Northwest Treeplanters and Farmworkers United / Pineros y Campesinos Unidos del Noroeste (PECUN)

Pineros y Campesinos Unidos del Noroeste (Northwest Treeplanters and Farmworkers United), is Oregon’s union of farmworkers, nursery, and reforestation workers, and Oregon’s largest Latino organization. PCUN’s fundamental goal is to empower farmworkers to understand and take action against systematic exploitation and all of its effects. To achieve this end, PCUN is involved in community and workplace organizing on many different levels. Founded in 1985 by 80 farmworkers, PCUN has since grown to include more than 5,000 registered members, 98% of which are Mexican and Central American immigrants, and to encompass a wide variety of organizing projects.

Background information:

PCUN’s office is located in Woodburn, a town of just over 20,000 located in the mid-Willamette Valley, the center of Oregon’s agricultural industry. Woodburn, which evolved during the 1960’s into a service and cultural center for the Valley’s Mexican community, currently has a majority Latino population of just over 50%.

Oregon’s farmworkers:
The fruit and vegetable growers of the Willamette Valley have depended heavily on Mexican labor since the 1940’s. Reforestation and plant nurseries emerged in the 1970’s as major winter occupations, enabling thousands of area farmworkers to remain in Oregon year-round.

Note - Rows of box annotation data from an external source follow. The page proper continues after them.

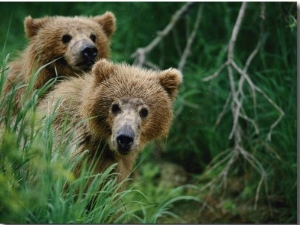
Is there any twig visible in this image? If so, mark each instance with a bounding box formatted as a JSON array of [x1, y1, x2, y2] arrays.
[[131, 2, 194, 67], [178, 4, 203, 71], [199, 3, 284, 209]]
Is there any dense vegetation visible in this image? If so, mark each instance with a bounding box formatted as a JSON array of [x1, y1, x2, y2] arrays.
[[0, 2, 297, 223]]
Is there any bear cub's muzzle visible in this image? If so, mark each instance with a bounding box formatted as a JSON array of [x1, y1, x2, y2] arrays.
[[116, 125, 135, 155]]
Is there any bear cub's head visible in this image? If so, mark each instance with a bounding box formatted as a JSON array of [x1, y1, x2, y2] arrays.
[[24, 12, 116, 72], [83, 59, 182, 155]]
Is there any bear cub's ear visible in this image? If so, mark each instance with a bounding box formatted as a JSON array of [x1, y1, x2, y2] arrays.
[[158, 68, 182, 100], [91, 12, 116, 37], [24, 16, 49, 38], [92, 59, 115, 86]]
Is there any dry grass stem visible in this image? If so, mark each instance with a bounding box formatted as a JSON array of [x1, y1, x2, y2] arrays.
[[131, 2, 194, 67]]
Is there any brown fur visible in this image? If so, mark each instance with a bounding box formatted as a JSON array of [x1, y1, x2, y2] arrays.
[[4, 12, 115, 112], [38, 59, 182, 185]]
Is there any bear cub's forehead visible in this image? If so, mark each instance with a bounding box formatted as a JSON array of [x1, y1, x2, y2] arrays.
[[47, 17, 99, 30]]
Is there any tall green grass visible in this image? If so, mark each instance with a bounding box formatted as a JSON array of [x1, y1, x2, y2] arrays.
[[0, 55, 197, 223]]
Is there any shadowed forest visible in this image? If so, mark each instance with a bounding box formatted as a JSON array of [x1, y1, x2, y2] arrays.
[[0, 2, 298, 224]]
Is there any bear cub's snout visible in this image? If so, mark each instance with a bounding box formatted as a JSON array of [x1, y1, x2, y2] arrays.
[[116, 125, 135, 155]]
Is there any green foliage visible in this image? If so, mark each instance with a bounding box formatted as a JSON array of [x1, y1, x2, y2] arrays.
[[0, 39, 194, 223], [0, 2, 297, 223]]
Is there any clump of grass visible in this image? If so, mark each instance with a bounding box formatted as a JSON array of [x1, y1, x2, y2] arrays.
[[0, 56, 197, 223]]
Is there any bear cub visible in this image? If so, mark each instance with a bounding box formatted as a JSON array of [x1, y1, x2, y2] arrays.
[[4, 12, 116, 109], [38, 59, 182, 185]]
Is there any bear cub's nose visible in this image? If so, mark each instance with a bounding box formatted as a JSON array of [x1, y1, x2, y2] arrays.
[[116, 126, 134, 154], [81, 45, 98, 63]]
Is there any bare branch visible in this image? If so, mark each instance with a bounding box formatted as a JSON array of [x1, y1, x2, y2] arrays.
[[228, 2, 247, 60], [178, 4, 203, 71], [131, 2, 194, 67]]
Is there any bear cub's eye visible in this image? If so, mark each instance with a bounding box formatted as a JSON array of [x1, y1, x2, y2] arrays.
[[61, 34, 72, 44], [90, 34, 96, 42], [139, 108, 149, 118], [111, 103, 121, 114]]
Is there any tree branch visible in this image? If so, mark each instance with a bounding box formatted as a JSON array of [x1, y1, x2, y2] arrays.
[[131, 2, 194, 67]]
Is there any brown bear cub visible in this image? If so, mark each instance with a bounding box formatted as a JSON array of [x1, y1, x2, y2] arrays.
[[38, 59, 182, 186], [4, 12, 116, 111]]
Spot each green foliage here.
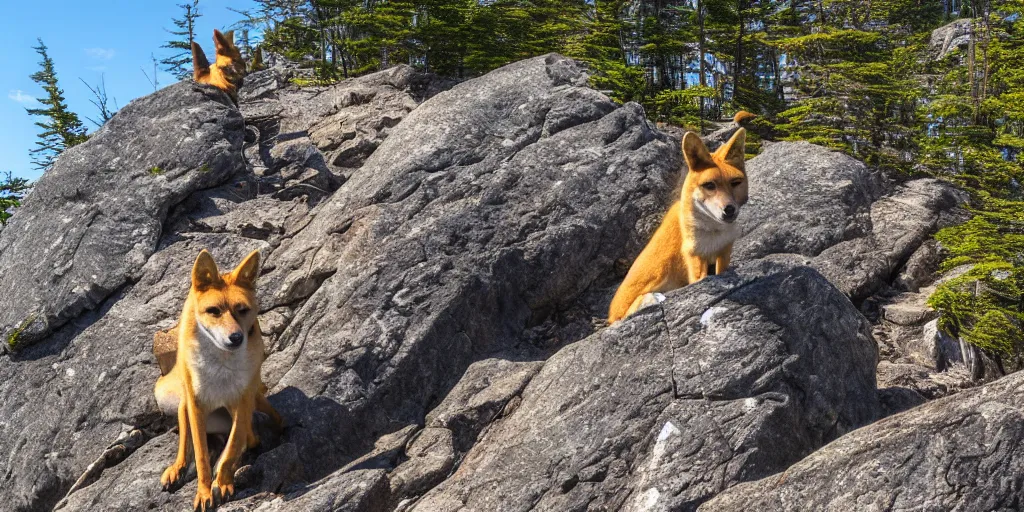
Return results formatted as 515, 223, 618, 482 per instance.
0, 171, 29, 224
160, 0, 203, 80
7, 314, 36, 351
26, 39, 88, 170
647, 85, 719, 127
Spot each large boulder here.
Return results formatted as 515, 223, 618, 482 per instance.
399, 263, 881, 511
928, 18, 974, 60
699, 373, 1024, 512
0, 55, 681, 510
733, 142, 967, 303
0, 54, 974, 511
0, 82, 245, 351
247, 51, 680, 478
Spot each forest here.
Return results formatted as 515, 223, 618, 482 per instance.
14, 0, 1024, 366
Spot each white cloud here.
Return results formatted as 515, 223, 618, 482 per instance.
85, 48, 114, 60
7, 89, 36, 103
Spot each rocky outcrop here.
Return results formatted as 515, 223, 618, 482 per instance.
399, 263, 880, 511
928, 18, 973, 60
733, 142, 967, 303
0, 55, 680, 509
0, 82, 245, 351
699, 374, 1024, 512
0, 55, 978, 511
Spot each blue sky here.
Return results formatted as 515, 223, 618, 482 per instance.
0, 0, 253, 179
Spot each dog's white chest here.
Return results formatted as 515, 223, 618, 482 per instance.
693, 223, 739, 258
193, 333, 259, 410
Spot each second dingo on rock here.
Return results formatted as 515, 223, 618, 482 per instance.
608, 128, 746, 324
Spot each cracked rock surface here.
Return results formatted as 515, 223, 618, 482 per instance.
0, 54, 991, 511
700, 373, 1024, 512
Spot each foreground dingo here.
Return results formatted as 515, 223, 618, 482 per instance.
154, 250, 281, 511
193, 30, 246, 104
608, 128, 746, 324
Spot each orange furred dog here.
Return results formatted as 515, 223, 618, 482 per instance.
193, 30, 246, 104
608, 128, 746, 324
154, 251, 281, 511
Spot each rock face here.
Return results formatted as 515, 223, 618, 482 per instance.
928, 18, 971, 60
411, 263, 880, 511
699, 373, 1024, 512
0, 83, 245, 350
0, 54, 978, 511
733, 142, 967, 302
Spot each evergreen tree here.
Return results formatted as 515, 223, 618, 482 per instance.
0, 171, 29, 224
26, 39, 88, 170
160, 0, 203, 80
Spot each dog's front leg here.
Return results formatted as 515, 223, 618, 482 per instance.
160, 398, 191, 490
183, 384, 213, 512
683, 254, 708, 285
216, 396, 255, 501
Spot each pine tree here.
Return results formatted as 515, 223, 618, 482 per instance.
26, 39, 88, 170
160, 0, 203, 80
0, 171, 29, 224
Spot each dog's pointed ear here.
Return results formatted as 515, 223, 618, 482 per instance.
683, 131, 715, 172
231, 251, 259, 290
193, 249, 221, 291
213, 29, 234, 53
193, 41, 210, 82
718, 128, 746, 170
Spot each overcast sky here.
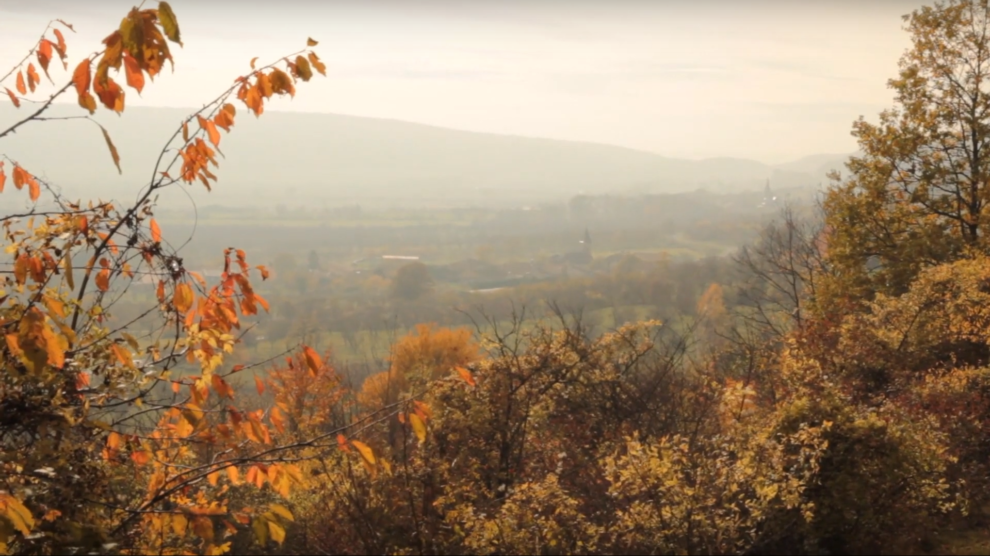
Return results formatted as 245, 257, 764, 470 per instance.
0, 0, 921, 163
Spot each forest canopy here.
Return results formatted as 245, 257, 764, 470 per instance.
0, 0, 990, 554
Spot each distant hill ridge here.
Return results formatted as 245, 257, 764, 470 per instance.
0, 105, 847, 206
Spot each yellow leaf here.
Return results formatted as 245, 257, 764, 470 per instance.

Employees in these areas generally work long hours for low wages, with no overtime pay, paid breaks, seniority, job security, or other benefits. Seasonal workers are often housed in squalid labor camps owned and operated by growers or labor contractors. They are exposed to a myriad of chemicals and pesticides sprayed on crops and often lack the proper protective gear and training to apply pesticides. They also lack the right to collective bargaining, which is guaranteed to all other industries under the National Labor Relations Act.

Organizing efforts:
PCUN’s organizing and outreach efforts include workers from the various areas of agriculture, including year-round employees, irrigators, seasonal workers, nursery and reforestation workers, and cannery workers. PCUN’s Collective Bargaining Committee uses various direct organizing tactics, such as visiting fields, distributing leaflets, and holding house meetings and marches, yet PCUN also organizes through its Service Center for Farmworkers, which provides registered members with support services such as translations, recommendations to lawyers for work-related incidents, and immigration services, as well as a death benefit.

Collective bargaining:
Collective bargaining is, in our view, the most effective and lasting way to improve farmworker conditions because it redresses the power imbalance between growers and workers, and establishes respect, fairness and dignity as the bases for the employment relationship. Collective bargaining agreements are negotiated by a committee of workers elected by their peers at the farm, assisted by PCUN staff, and ratified by a vote of the workers.
Key components of these agreements include:
1. a simple and expeditious procedure to submit and resolve grievances;
2. seniority rights in lay-off, recall and promotion;
3. prohibition against retaliation and discipline or discharge without just cause;
4. guaranteed paid breaks and overtime pay;
5. workers’ right to refuse to work in conditions they regard as unsafe or hazardous;
6. paid and unpaid holidays and leaves of absence, including bereavement;
7. workers’ right to information about chemical used in the workplace, and
8. union recognition.
None of these protections or procedures is presently provided by law.

Collaborative efforts:
PCUN also works closely with a wide variety of other local organizations, including the Farmworker Housing Development Corporation, which runs the farmworker housing units in Woodburn, Voz Hispana, which organizes Latino voters and educates community members of the legacy of Cesar Chavez, CAUSA, which advocates for immigrant rights, and Mujeres Luchadoras Progresistas, which promotes economic and leadership development for farmworker women.

On a national level, PCUN collaborates with other organizations to promote legalization for undocumented workers and to ensure immigrants’ rights, and also advocates with the Oregon Legislature to protect farmworkers’ rights through legal means as well. PCUN’s Pesticide project has also involved national and statewide collaboration around issues such as controlling pesticide use and protecting the health of workers.

PCUN has led or been involved in numerous organizing efforts and campaigns since its founding.